The Struggle for Egypt: From Nasser to Tahrir Square, by Steven Cook (Oxford University Press). Cook's timely, well-written history offers the best up to date review of Egypt's modern political history through the opening months of the revolution that brought down Hosni Mubarak. His account of how the 1952 Egyptian revolution produced the Nasserist authoritarian regime is more relevant today than ever, as is his discussion of the final years of the decaying Mubarak regime -- including intriguing new evidence about Gamal Mubarak's activities.  I'm still just glad that he didn't go with his editor's original suggested title, "Why the Mubaraks Will Never Ever Fall No Matter What Even If Martians Attack and Eat the Pyramids." Read Cook on the Middle East Channel: "The Frankenstein of Tahrir Square" (Dec. 19, 2011).

Finally, I found a huge number of books about other regions of the world to be critically important in shaping my thinking about the unfolding events in the Arab world this year. Of those, I'd like to recommend one in particular: The Justice Cascade, by Kathryn Sikkink (Norton). Sikkink, a leading IR scholar and Latin America specialist, details the growth of the norm of human rights prosecutions for regime officials responsible for atrocities against their own people. Whether such a norm can take hold in a changing Arab world strikes me as one of the most interesting and important questions out there -- I'm developing an academic research project on it, at any rate, so I hope so!  Sikkink presents an invaluable guide to the possibilities of normative and political change in world politics.

Congratulations to all the winning authors -- we hope that the honor and prestige and Aardvark love compensates for the complete absence of any cash prize.

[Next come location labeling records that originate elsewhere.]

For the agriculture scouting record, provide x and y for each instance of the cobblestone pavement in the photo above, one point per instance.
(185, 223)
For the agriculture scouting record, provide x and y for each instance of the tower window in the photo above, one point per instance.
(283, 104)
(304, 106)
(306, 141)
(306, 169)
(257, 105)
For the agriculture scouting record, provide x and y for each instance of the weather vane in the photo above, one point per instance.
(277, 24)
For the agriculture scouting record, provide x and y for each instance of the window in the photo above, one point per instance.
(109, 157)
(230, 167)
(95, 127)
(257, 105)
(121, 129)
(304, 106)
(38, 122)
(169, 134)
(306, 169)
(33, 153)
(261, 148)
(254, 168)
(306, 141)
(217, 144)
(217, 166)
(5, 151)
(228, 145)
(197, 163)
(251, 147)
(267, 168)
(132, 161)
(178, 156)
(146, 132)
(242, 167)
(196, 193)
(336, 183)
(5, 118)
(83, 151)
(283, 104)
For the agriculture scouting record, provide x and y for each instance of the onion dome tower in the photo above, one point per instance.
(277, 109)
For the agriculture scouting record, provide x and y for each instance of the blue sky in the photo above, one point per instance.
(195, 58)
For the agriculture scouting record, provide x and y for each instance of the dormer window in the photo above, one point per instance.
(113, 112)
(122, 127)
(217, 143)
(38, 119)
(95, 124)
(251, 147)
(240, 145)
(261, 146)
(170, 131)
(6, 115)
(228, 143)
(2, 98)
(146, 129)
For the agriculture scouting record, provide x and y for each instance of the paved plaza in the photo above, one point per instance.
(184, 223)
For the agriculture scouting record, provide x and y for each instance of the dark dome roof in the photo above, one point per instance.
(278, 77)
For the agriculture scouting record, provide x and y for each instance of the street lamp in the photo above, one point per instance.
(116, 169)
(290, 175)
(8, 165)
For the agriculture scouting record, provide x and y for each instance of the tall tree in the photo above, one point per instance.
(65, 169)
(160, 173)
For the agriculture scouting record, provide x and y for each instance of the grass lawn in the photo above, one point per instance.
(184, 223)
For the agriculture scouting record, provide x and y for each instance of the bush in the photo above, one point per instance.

And then, tradition demands.... 

Tradition demands that I also present here my picks for the top hip-hop albums of the year. And so I shall. Top of the list is Watch the Throne, by Jay-Z and Kanye West. I wasn't blown away by this one at first, especially after the ridiculously high bar set by the first single Otis.  But this adventurous, playful, and surprisingly mature album really grew on me over repeated listenings and after seeing them perform at the Verizon Center in DC. See Jay-Z and Kanye on the Middle East Channel here: Jay-Z's Hegemony in the Age of Kanye.

Next comes J. Cole's wonderful, smart debut Cole World: The Sideline Story, which finally brought one of my favorite rappers from the mixtapes to a wider public. Pusha T's Fear of God II EP was wicked (I think I played the first verse of Trouble on My Mind 17 times in a row at one point). I liked Kendrick Lamar's Section 80, and Monumental by Pete Rock and Smif n Wessum. I wanted to like the new albums by Wale, Big Sean, Game, the Roots, Talib Kweli and especially Lupe Fiasco but I just didn't really feel them.   And I really liked the various collections of revolutionary Arab rap that everyone kept sending me this year, and I hope y'all will keep sending them. I'm still bummed that Lauren Bohn managed to track down El General in the south of Tunisia for an FP interview while I had to settle for seekng J.Cole, Jay Z and Kanye in DC.

Thanks for a great 2011, everyone -- and get on those great books and great albums which might earn you an Aardvark Award of your own in 2012!